The de Nicola Center for Ethics and Culture is pleased to welcome its newest Mission Fellows, graduate and professional students at the University of Notre Dame who share the de Nicola Center's passion for research and engagement with the moral and intellectual tradition of the Church. Mission fellowships are awarded on a competitive basis to one incoming student in both Notre Dame Law School and the PhD program in the College of Arts and Letters with a proven track record of academic excellence and enthusiasm for the unique mission of the University.

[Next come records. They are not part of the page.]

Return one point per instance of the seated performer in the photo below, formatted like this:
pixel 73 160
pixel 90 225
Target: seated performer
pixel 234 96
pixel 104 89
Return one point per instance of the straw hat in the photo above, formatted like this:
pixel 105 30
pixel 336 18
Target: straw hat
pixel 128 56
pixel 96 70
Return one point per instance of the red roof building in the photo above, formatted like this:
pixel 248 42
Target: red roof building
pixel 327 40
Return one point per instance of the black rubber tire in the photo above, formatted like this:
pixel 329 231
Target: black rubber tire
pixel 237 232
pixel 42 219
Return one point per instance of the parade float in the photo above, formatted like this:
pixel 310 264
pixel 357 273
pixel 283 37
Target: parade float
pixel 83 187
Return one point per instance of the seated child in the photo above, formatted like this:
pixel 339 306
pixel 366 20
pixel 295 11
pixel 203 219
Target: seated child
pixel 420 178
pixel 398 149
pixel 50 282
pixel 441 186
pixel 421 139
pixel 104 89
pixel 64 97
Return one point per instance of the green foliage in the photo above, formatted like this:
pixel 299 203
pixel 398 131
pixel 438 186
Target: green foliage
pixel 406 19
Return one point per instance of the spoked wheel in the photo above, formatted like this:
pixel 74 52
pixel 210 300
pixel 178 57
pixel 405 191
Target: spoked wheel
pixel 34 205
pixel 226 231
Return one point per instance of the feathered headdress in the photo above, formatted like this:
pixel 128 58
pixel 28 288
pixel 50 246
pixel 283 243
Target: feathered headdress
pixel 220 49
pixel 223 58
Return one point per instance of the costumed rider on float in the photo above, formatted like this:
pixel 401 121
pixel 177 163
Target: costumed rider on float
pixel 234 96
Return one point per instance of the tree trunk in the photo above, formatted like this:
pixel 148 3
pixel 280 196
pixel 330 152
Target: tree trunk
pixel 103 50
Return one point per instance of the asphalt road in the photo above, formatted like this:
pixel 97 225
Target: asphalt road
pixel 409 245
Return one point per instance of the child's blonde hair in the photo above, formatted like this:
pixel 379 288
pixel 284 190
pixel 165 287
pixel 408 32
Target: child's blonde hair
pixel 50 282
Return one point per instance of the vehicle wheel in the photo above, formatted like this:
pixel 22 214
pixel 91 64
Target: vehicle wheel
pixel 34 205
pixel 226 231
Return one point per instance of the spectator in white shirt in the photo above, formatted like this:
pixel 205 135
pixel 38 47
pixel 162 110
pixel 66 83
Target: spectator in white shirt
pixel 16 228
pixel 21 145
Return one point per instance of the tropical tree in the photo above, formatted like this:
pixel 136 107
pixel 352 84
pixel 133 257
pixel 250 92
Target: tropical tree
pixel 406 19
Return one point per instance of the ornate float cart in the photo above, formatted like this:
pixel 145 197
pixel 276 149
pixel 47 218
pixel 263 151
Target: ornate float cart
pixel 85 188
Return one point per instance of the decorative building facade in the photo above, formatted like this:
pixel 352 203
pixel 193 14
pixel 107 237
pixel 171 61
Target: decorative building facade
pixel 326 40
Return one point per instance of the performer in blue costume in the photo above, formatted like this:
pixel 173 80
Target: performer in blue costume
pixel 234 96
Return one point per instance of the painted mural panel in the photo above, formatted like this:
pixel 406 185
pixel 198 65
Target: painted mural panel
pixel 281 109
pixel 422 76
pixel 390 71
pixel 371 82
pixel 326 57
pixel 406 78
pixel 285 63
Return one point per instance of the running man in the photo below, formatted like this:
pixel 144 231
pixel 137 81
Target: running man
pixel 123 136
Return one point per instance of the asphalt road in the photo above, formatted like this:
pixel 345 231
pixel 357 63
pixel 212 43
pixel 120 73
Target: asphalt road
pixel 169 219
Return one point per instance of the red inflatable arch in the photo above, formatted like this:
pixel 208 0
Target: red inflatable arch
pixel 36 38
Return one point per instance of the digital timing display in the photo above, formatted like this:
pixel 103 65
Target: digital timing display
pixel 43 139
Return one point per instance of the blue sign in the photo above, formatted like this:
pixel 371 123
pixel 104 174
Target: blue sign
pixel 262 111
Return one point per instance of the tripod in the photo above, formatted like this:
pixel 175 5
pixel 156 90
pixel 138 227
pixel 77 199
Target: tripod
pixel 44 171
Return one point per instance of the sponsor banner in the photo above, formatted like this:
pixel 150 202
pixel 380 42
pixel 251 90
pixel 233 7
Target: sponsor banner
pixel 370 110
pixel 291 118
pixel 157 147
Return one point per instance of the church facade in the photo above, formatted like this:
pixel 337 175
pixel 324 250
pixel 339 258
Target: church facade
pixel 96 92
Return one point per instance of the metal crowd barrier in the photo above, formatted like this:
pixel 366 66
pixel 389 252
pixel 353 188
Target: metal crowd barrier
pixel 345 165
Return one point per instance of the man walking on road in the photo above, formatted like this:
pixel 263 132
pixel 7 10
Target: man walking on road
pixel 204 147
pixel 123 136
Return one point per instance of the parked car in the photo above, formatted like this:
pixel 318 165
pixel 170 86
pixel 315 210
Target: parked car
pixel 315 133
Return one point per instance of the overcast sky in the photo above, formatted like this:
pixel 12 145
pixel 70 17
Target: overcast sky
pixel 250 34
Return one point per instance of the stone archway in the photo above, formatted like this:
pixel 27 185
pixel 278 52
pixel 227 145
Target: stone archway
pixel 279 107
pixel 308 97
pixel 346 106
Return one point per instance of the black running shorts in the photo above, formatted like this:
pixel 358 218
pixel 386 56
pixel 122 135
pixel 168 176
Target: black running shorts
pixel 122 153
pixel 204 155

Gwendolyn Loop is the recipient of the 2022 Polking Family Fellowship, which aims to cultivate the next generation of leaders who understand that law and public policy are essential elements in building a sustainable culture of life. Named in honor of Paul (’59 BS, ’66 JD) and Joan Polking, Polking Fellows receive a top-up scholarship for three years of study at Notre Dame Law School and opportunities to work closely with the de Nicola Center's affiliated faculty and fellows, interact with speakers and guests of the Center, conduct scholarly research, and receive special career mentoring and summer internship opportunities. Loop joins our 2020 Polking Fellow, Veronica "Ronnie" Webb (3L), and our 2021 Polking Fellow, John Paul "Jack" Ferguson (2L).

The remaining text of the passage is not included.